The overall demand, a panel of researchers said today at the virtual meeting of the American Geophysical Union, is expected to double in the next five years, and increase tenfold by 2030.
Much will be driven by the increasing use of electric vehicles, says Michael Whittaker, a director of the Lithium Resource Research and Innovation Center at Lawrence Berkeley National Laboratory (LBNL) in California. “To power our electric trucks, we’re going to need as much lithium as we can get,” he says.
But there will also be increasing demand for batteries in homes, predicts Peter Fiske, another LBNL researcher. “We all live in California,” he says of himself and his fellow panellists. “All of us had the power to our houses shut off at least once this summer [when windy conditions and dry weather raised fears of downed power lines setting wildfires].
“We are now imagining that shutting off the power grid is going to be a fact of life in several Western states,” he says (something that could apply to other fire-prone regions in the world). “This will further add to the demand for lithium.”
Currently, lithium comes largely from South America, where it is evaporated from brines in the Atacama Desert. And while there is enough of it to meet global demand for a while, Fiske says, “we don’t have an infinite amount of brine in the Atacama Desert.”
One solution, says Will Stringfellow, an environmental engineer at LBNL, is to extract lithium from fluids used in geothermal energy production.
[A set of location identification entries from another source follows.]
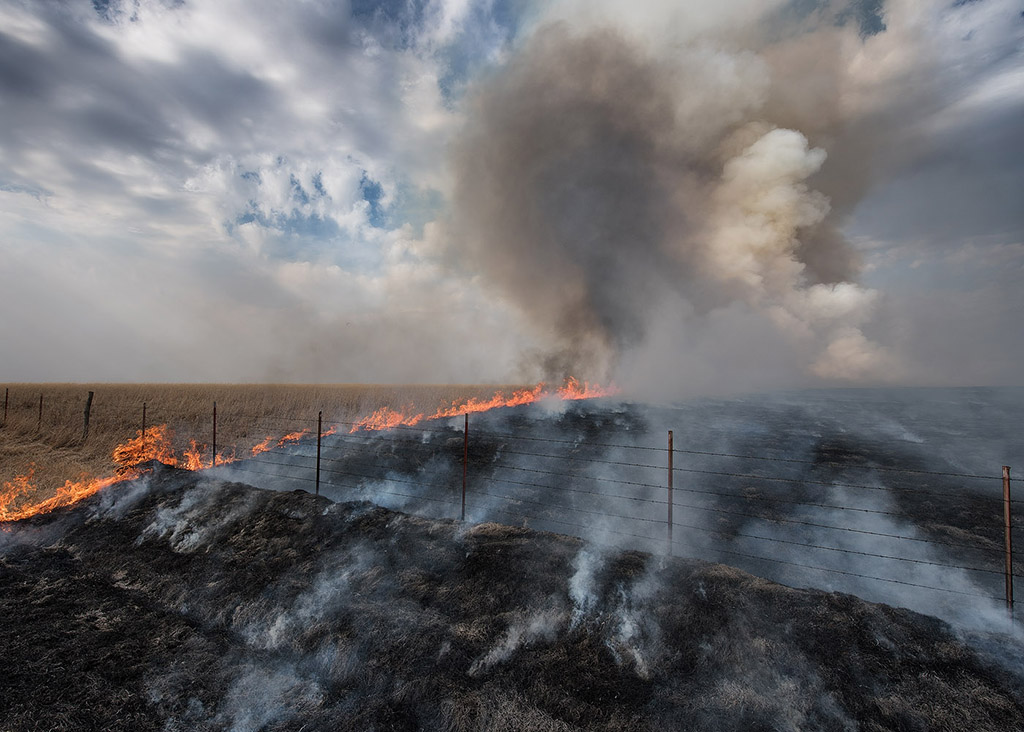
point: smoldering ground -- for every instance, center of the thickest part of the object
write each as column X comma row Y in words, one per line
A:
column 892, row 494
column 209, row 605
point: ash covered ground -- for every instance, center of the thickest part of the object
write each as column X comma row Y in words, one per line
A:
column 892, row 494
column 182, row 602
column 186, row 601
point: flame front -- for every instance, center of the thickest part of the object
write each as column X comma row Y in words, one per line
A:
column 157, row 444
column 386, row 418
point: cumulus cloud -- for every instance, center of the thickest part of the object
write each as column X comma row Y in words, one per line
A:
column 246, row 190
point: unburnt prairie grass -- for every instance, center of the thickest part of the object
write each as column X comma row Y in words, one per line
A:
column 52, row 448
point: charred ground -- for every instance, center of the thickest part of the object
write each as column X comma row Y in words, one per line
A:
column 181, row 602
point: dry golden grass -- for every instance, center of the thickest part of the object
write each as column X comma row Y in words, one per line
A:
column 53, row 448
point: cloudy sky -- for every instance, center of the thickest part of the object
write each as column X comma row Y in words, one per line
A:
column 682, row 197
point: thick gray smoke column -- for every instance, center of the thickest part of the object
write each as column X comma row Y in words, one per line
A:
column 597, row 178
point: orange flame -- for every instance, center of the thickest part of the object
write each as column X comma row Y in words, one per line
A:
column 386, row 418
column 194, row 457
column 130, row 457
column 155, row 444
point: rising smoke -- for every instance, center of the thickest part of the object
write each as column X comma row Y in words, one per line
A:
column 620, row 171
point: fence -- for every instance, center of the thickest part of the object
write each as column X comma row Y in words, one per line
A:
column 775, row 513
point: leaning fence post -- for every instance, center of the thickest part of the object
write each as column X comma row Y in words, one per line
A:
column 85, row 425
column 465, row 463
column 213, row 460
column 670, row 492
column 1009, row 540
column 320, row 431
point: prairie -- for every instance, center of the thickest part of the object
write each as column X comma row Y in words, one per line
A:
column 50, row 444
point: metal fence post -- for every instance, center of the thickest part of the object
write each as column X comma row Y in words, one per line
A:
column 670, row 492
column 320, row 431
column 1009, row 541
column 85, row 425
column 213, row 460
column 465, row 464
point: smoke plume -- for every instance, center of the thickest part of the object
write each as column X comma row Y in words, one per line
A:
column 606, row 174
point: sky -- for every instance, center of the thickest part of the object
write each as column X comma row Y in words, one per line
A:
column 680, row 198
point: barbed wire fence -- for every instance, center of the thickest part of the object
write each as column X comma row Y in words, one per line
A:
column 765, row 512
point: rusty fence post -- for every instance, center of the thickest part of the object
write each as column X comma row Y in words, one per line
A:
column 1009, row 541
column 670, row 491
column 213, row 460
column 465, row 464
column 320, row 431
column 85, row 424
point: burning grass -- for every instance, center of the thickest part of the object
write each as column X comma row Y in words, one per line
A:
column 53, row 453
column 46, row 457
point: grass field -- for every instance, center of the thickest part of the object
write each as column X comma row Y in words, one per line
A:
column 52, row 449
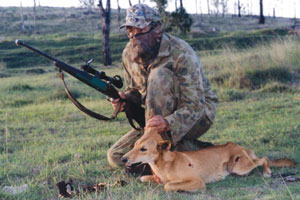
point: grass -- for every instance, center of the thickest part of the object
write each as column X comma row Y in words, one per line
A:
column 45, row 139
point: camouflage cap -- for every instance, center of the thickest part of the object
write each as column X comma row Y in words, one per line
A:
column 140, row 16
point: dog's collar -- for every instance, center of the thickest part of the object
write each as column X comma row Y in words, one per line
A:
column 189, row 162
column 156, row 178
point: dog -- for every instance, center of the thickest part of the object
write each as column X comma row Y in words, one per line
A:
column 190, row 171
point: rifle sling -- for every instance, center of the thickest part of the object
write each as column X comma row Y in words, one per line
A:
column 81, row 107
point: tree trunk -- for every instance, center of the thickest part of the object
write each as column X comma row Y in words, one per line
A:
column 119, row 16
column 22, row 18
column 105, row 17
column 261, row 16
column 239, row 8
column 208, row 10
column 34, row 18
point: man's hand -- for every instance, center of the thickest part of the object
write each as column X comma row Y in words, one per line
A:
column 159, row 122
column 116, row 102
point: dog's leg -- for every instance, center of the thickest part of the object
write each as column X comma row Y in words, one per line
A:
column 266, row 166
column 147, row 178
column 255, row 161
column 191, row 185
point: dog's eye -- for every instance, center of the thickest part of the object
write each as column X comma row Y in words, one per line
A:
column 143, row 149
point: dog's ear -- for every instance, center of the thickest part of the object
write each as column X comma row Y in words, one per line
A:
column 163, row 146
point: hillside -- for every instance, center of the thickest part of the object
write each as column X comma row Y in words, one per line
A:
column 44, row 138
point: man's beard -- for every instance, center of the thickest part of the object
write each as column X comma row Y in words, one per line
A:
column 144, row 50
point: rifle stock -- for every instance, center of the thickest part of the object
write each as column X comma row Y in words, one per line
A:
column 133, row 111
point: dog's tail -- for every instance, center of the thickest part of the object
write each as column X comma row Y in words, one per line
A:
column 285, row 162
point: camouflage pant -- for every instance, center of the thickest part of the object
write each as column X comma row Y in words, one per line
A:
column 162, row 98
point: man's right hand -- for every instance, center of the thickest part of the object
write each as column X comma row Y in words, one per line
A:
column 116, row 102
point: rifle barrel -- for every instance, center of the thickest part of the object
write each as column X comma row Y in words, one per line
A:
column 83, row 76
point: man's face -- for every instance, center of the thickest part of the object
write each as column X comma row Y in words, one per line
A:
column 142, row 41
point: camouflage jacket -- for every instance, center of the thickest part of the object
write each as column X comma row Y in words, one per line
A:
column 196, row 97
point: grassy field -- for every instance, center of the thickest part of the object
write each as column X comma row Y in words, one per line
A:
column 44, row 138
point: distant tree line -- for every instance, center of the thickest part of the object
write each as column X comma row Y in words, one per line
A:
column 178, row 21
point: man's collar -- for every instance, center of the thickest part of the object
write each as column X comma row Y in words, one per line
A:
column 164, row 49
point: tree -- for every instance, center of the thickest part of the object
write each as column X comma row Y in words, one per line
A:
column 180, row 20
column 34, row 18
column 224, row 4
column 208, row 10
column 261, row 16
column 119, row 14
column 105, row 17
column 239, row 8
column 216, row 4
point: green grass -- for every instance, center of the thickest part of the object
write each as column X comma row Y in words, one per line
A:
column 42, row 133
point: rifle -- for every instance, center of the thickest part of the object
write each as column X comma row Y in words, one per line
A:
column 99, row 81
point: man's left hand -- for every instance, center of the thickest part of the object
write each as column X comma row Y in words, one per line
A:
column 159, row 122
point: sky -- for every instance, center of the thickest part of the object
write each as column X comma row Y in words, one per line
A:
column 283, row 8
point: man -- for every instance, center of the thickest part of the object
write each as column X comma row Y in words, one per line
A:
column 168, row 74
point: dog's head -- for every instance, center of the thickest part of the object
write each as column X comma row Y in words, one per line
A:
column 147, row 149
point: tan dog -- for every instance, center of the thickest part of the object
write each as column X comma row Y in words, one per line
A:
column 189, row 171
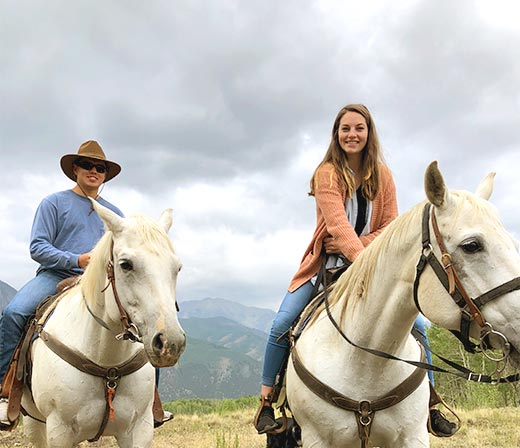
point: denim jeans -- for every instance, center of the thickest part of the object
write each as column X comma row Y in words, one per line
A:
column 275, row 352
column 21, row 307
column 292, row 305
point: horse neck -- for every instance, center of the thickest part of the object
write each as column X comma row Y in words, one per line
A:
column 383, row 318
column 97, row 313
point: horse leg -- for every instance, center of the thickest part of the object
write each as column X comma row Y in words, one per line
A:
column 140, row 437
column 35, row 432
column 60, row 434
column 416, row 439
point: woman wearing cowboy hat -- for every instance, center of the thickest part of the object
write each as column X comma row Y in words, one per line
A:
column 65, row 229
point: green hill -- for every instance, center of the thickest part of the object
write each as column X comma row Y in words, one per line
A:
column 206, row 370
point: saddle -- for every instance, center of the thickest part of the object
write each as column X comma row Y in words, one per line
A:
column 19, row 371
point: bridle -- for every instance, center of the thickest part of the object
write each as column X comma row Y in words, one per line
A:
column 470, row 308
column 129, row 330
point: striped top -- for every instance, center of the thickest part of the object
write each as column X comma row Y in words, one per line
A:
column 332, row 220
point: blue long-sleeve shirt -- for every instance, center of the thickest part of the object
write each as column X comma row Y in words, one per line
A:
column 65, row 227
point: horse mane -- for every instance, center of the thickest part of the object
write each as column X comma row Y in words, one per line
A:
column 150, row 234
column 354, row 284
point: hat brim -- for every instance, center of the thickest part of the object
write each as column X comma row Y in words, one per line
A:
column 67, row 161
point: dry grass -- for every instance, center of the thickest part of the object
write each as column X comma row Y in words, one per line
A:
column 484, row 428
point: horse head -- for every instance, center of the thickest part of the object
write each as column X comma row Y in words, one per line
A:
column 485, row 265
column 142, row 269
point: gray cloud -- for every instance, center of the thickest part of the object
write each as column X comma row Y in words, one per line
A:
column 232, row 101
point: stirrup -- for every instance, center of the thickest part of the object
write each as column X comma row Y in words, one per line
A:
column 436, row 399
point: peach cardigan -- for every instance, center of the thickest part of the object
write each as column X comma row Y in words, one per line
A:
column 331, row 219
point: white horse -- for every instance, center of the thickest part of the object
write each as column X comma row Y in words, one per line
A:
column 373, row 302
column 67, row 405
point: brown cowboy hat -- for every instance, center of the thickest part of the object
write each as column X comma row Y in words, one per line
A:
column 89, row 150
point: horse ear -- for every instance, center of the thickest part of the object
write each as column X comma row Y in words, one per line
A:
column 166, row 219
column 485, row 187
column 113, row 221
column 434, row 186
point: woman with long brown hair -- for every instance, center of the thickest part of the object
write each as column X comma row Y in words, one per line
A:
column 355, row 200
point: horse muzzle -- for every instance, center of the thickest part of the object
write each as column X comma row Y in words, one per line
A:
column 166, row 349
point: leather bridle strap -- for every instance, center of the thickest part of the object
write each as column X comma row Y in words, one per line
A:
column 453, row 278
column 447, row 275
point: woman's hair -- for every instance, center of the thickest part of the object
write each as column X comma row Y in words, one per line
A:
column 371, row 157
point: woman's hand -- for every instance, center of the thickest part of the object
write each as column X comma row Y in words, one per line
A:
column 331, row 245
column 84, row 260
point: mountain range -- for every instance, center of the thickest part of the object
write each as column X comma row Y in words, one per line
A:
column 224, row 350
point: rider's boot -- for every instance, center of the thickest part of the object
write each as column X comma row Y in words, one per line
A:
column 264, row 419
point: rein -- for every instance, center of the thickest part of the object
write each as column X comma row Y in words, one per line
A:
column 129, row 329
column 111, row 375
column 426, row 256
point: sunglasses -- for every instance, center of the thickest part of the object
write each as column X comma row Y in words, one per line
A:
column 86, row 165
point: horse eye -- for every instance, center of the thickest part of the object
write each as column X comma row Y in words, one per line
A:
column 471, row 246
column 126, row 265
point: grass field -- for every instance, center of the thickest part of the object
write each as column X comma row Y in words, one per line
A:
column 483, row 428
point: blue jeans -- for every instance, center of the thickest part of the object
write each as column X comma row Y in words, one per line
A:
column 292, row 305
column 21, row 307
column 275, row 352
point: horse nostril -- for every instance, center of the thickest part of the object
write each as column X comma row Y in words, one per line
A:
column 159, row 342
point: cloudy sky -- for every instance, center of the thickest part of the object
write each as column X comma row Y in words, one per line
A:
column 222, row 109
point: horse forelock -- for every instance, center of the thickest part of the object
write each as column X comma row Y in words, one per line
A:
column 354, row 284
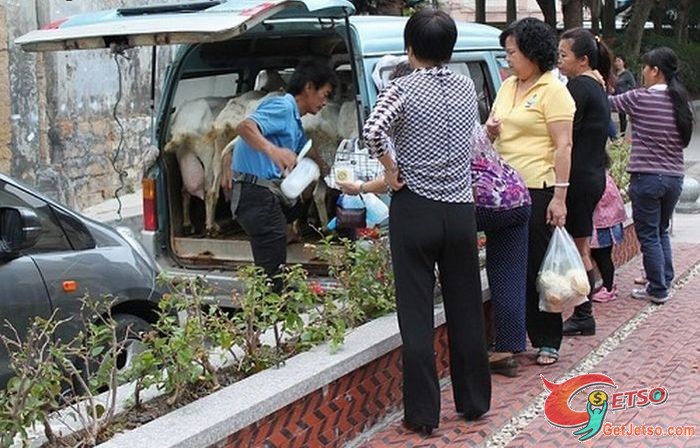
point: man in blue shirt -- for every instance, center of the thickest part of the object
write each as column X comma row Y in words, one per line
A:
column 271, row 138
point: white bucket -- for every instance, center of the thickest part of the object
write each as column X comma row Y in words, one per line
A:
column 377, row 210
column 301, row 177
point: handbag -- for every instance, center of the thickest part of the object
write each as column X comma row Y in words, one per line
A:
column 496, row 184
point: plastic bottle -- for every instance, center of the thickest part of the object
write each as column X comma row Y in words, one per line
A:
column 377, row 210
column 301, row 177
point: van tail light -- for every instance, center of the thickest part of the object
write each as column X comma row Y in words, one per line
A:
column 56, row 24
column 150, row 218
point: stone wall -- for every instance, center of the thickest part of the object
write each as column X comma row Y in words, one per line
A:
column 5, row 134
column 56, row 126
column 57, row 131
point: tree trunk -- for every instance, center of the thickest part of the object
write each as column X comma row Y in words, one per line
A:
column 635, row 29
column 549, row 10
column 511, row 11
column 573, row 13
column 681, row 25
column 480, row 11
column 595, row 16
column 389, row 8
column 658, row 12
column 609, row 18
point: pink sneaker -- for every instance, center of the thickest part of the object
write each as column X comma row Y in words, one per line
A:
column 604, row 296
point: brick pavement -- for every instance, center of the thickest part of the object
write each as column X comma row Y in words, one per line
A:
column 665, row 359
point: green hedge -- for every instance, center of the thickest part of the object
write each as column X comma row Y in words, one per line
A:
column 689, row 55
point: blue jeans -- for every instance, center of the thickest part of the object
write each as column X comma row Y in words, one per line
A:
column 654, row 197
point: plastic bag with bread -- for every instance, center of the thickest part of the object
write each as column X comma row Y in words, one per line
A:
column 562, row 281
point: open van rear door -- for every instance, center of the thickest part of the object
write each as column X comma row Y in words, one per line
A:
column 193, row 22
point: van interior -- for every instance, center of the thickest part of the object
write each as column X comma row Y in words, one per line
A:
column 230, row 68
column 227, row 69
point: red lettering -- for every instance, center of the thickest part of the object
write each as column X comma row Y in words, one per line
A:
column 607, row 428
column 658, row 395
column 616, row 401
column 643, row 398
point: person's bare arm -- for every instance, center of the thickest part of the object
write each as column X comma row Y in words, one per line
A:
column 284, row 158
column 377, row 185
column 561, row 133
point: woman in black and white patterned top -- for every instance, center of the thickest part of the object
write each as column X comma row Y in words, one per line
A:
column 420, row 130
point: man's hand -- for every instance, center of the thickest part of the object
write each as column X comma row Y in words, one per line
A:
column 392, row 178
column 284, row 158
column 493, row 127
column 556, row 212
column 351, row 188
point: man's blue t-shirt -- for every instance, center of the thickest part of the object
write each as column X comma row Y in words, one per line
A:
column 279, row 121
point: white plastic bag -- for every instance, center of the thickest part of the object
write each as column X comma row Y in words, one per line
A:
column 562, row 280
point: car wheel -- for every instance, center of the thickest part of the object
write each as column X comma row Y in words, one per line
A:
column 130, row 328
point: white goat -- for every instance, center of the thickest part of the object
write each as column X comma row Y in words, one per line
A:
column 194, row 150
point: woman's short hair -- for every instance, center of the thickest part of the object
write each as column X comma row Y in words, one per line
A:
column 431, row 34
column 535, row 39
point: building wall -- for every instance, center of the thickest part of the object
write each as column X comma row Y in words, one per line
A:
column 5, row 134
column 56, row 126
column 57, row 115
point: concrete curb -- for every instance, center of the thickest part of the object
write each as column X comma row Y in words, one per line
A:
column 214, row 417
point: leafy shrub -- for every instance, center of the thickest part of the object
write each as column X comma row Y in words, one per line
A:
column 619, row 151
column 176, row 356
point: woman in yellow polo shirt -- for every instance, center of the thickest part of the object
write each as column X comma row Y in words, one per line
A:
column 531, row 124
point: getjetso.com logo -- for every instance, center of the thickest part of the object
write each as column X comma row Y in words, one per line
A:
column 563, row 400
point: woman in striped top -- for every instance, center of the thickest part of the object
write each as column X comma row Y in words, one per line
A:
column 420, row 130
column 662, row 124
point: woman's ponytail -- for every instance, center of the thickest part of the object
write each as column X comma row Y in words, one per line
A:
column 584, row 43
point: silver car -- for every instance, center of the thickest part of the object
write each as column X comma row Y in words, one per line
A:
column 51, row 257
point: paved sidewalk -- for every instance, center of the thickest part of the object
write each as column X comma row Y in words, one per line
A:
column 653, row 352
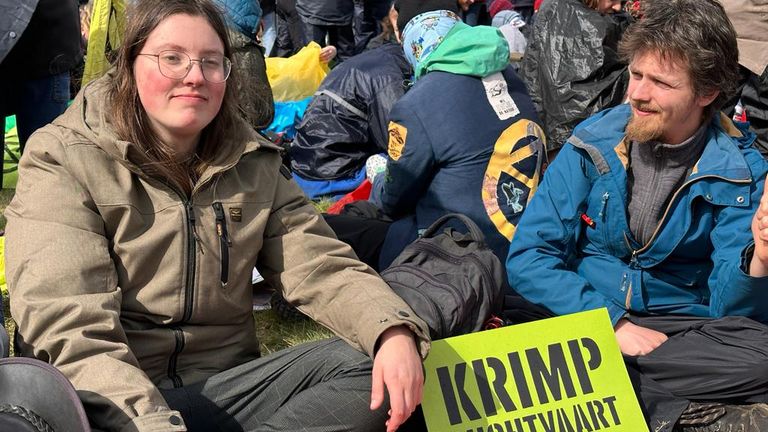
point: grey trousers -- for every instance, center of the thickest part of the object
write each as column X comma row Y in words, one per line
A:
column 314, row 387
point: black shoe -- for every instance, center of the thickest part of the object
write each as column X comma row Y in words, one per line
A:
column 715, row 417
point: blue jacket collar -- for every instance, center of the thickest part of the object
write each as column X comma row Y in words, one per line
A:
column 602, row 137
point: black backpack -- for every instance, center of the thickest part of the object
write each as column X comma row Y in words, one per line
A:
column 453, row 281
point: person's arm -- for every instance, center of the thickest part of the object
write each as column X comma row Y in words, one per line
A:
column 65, row 296
column 737, row 284
column 323, row 278
column 384, row 100
column 546, row 237
column 410, row 165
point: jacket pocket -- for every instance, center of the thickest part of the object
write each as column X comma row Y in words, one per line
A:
column 224, row 242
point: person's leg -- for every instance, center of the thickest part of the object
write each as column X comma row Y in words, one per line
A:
column 318, row 386
column 314, row 33
column 343, row 38
column 41, row 101
column 704, row 360
column 365, row 235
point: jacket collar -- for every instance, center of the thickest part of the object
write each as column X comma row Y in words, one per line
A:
column 602, row 137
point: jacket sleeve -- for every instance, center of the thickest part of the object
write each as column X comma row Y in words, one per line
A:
column 546, row 240
column 64, row 293
column 324, row 279
column 410, row 165
column 732, row 291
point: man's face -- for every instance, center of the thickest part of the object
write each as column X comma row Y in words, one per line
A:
column 664, row 105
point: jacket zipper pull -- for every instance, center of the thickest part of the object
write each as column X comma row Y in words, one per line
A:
column 192, row 220
column 603, row 205
column 224, row 242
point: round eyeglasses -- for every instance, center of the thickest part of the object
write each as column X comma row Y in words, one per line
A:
column 177, row 64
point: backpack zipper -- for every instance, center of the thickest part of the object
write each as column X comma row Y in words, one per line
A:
column 224, row 242
column 431, row 303
column 457, row 260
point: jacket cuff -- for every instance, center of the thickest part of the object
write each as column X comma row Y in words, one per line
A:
column 166, row 421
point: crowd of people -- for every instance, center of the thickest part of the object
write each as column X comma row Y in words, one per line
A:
column 593, row 142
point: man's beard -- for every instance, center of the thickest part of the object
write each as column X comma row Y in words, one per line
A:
column 644, row 129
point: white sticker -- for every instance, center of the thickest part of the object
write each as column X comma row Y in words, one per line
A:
column 498, row 96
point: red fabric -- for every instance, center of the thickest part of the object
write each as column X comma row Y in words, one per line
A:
column 361, row 193
column 500, row 5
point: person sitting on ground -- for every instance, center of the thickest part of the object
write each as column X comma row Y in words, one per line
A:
column 346, row 122
column 656, row 210
column 329, row 22
column 243, row 20
column 570, row 81
column 464, row 139
column 137, row 220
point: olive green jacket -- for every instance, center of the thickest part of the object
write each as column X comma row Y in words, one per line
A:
column 127, row 286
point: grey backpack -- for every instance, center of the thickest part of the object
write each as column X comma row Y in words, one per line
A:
column 452, row 280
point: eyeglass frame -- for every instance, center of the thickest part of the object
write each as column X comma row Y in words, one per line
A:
column 225, row 59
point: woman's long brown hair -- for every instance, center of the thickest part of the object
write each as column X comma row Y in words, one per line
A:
column 127, row 113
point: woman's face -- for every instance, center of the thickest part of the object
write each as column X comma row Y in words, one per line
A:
column 179, row 109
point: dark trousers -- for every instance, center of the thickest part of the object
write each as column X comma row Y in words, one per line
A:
column 703, row 360
column 319, row 386
column 342, row 37
column 365, row 235
column 724, row 360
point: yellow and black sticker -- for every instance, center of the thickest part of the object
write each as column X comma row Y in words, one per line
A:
column 513, row 174
column 397, row 135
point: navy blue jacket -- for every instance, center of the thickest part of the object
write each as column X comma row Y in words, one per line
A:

Because geothermal energy is expected to be part of the carbon-neutral future and is already generating fluids that need to be treated, extracting a valuable resource from them is a clear win-win.
The process, he adds, would be done by direct extraction via an ion exchange process, without the need for environmentally damaging evaporation ponds.
At the moment, he says, it faces technological issues, mostly related to the fact that geothermal fluids also contain, silica, magnesium, and calcium, all of which can interfere with standard extraction methods, as well as metals like zinc, manganese, iron and lead, some of which are valuable if they too can be separated.
But these problems aren’t insurmountable, and his team is eyeballing the Salton Sea area of southern California, which is already a geothermal power production centre.
The goal, they say, is to turn it into a “Lithium Valley” of power generation, lithium extraction, and battery manufacture, equivalent in some ways to California’s famed Silicon Valley as the center of the new industry.
Similar technologies could also be used to extract lithium from wastewater from desalination plants, says Fiske. Right now, he says, the concentrated brine from that water being discharged back into the ocean. If lithium can be extracted from that water, it’s another win-win.
And finally, says Whittaker, lithium is known to occur in clay sediments in arid parts of northern Nevada, northeastern California, Nevada, and eastern Oregon.
The lithium in these clays, he says, originated when long-ago volcanism spread massive sheets of lithium-rich lava throughout much of the area. This then eroded out of the rocks and collected in desert basins between the area’s numerous mountain ranges. “It is a massive untapped source of lithium,” he says.
Not that these resources are entirely confined to the US. “China has large supplies of lithium, and we hope that they use it for their industries as well,” Fiske says.